Er war von 1990 bis 2005 Vorsitzender der CDU-Landtagsfraktion und von 2001 bis 2005 Landesvorsitzender der CDU in Mecklenburg-Vorpommern.

Leben und Beruf[Bearbeiten]

Nach dem Abschluss der Berufsausbildung mit Abitur als Facharbeiter für Datenverarbeitung 1973 leistete Rehberg seinen Wehrdienst bei der Nationalen Volksarmee ab und war danach von 1975 bis 1989 in der Datenverarbeitung tätig. Neben der Berufstätigkeit absolvierte er von 1977 bis 1983 ein Fernstudium, welches er als Diplom-Ingenieur für Informationsverarbeitung beendete. Nach der Wende übernahm er 1990 die Geschäftsführung der Firma Ostsee-Schmuck GmbH. Auf Vorschlag der örtlichen CDU (DDR-Blockpartei) wurde Rehberg im Jahr 1984 zum Bezirksschöffen am Arbeitsgericht Ribnitz-Damgarten berufen.

Eckhardt Rehberg ist verheiratet und hat zwei Söhne.

Partei[Bearbeiten]

Rehberg trat 1984 in die damalige CDU der DDR ein und gehörte in der Zeit der Wende von 1989 bis 1990 dem Parteivorstand der DDR-CDU an. Rehberg war von 1990 bis 1993 Vorsitzender des CDU-Kreisverbandes Ribnitz-Damgarten und gehörte ab 1991 auch dem CDU-Landesvorstand von Mecklenburg-Vorpommern, zunächst als stellvertretender Vorsitzender, an. Von 2001 bis 2005 war er schließlich Landesvorsitzender der CDU.

Für die Landtagswahl 2002 wurde Rehberg am 3. November 2001 als Spitzenkandidat der CDU für das Amt des Ministerpräsidenten von Mecklenburg-Vorpommern aufgestellt, konnte sich jedoch gegen den Amtsinhaber Harald Ringstorff (SPD) nicht durchsetzen.

Abgeordneter[Bearbeiten]

Rehberg war von 1990 bis 2005 Mitglied des Landtages von Mecklenburg-Vorpommern und in dieser Zeit auch Vorsitzender der CDU-Landtagsfraktion. Seit 1999 gehört er der Gemeindevertretung seiner Heimatstadt Ribnitz – Damgarten an.

Seit 2005 ist Rehberg Mitglied des Deutschen Bundestages.
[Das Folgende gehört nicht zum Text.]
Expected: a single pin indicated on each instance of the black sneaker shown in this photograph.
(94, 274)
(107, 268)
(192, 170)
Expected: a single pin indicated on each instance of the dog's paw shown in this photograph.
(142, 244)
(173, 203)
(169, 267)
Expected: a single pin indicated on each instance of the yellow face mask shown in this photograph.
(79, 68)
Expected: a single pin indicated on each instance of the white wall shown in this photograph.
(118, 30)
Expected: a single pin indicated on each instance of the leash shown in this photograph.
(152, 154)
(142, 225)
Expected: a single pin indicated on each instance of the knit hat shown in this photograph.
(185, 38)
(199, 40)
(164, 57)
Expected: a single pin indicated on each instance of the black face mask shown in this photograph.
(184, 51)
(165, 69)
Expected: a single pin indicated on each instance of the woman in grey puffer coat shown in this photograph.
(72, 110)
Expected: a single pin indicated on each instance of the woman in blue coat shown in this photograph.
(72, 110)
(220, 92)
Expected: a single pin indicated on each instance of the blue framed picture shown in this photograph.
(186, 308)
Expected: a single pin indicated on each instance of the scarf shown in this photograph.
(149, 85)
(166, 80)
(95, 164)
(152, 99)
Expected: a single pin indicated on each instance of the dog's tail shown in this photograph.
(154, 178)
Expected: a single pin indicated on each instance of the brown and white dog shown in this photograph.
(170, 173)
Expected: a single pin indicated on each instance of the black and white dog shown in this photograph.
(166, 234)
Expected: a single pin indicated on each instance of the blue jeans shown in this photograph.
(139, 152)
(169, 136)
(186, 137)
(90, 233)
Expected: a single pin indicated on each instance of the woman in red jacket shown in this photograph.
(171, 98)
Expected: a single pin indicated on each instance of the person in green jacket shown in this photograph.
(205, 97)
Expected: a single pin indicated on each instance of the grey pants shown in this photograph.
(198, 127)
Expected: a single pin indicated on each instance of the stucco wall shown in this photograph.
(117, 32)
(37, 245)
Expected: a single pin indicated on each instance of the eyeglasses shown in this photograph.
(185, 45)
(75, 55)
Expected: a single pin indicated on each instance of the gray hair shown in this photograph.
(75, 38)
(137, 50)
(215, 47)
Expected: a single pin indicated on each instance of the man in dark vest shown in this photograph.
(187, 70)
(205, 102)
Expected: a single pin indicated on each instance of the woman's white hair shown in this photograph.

Zunächst über Landesliste Mecklenburg-Vorpommern in den Bundestag eingezogen, wurde er bei der Bundestagswahl 2009 im Bundestagswahlkreis Bad Doberan – Güstrow – Müritz direkt gewählt. Seit 2009 ist er Sprecher der Landesgruppe Mecklenburg-Vorpommern innerhalb der CDU/CSU-Bundestagsfraktion. Bei der Bundestagswahl 2013 errang er wieder ein Direktmandat, diesmal im neu gebildeten Bundestagswahlkreis Mecklenburgische Seenplatte II – Landkreis Rostock III. Er blieb Sprecher der Landesgruppe Mecklenburg-Vorpommern und wurde darüber hinaus Sprecher aller Landesgruppen der CDU und damit Mitglied des geschäftsführenden Fraktionsvorstands.

Gesellschaftliche Ämter[Bearbeiten]

Rehberg war von 1997 bis 2001 Vorstandsvorsitzender von Hansa Rostock.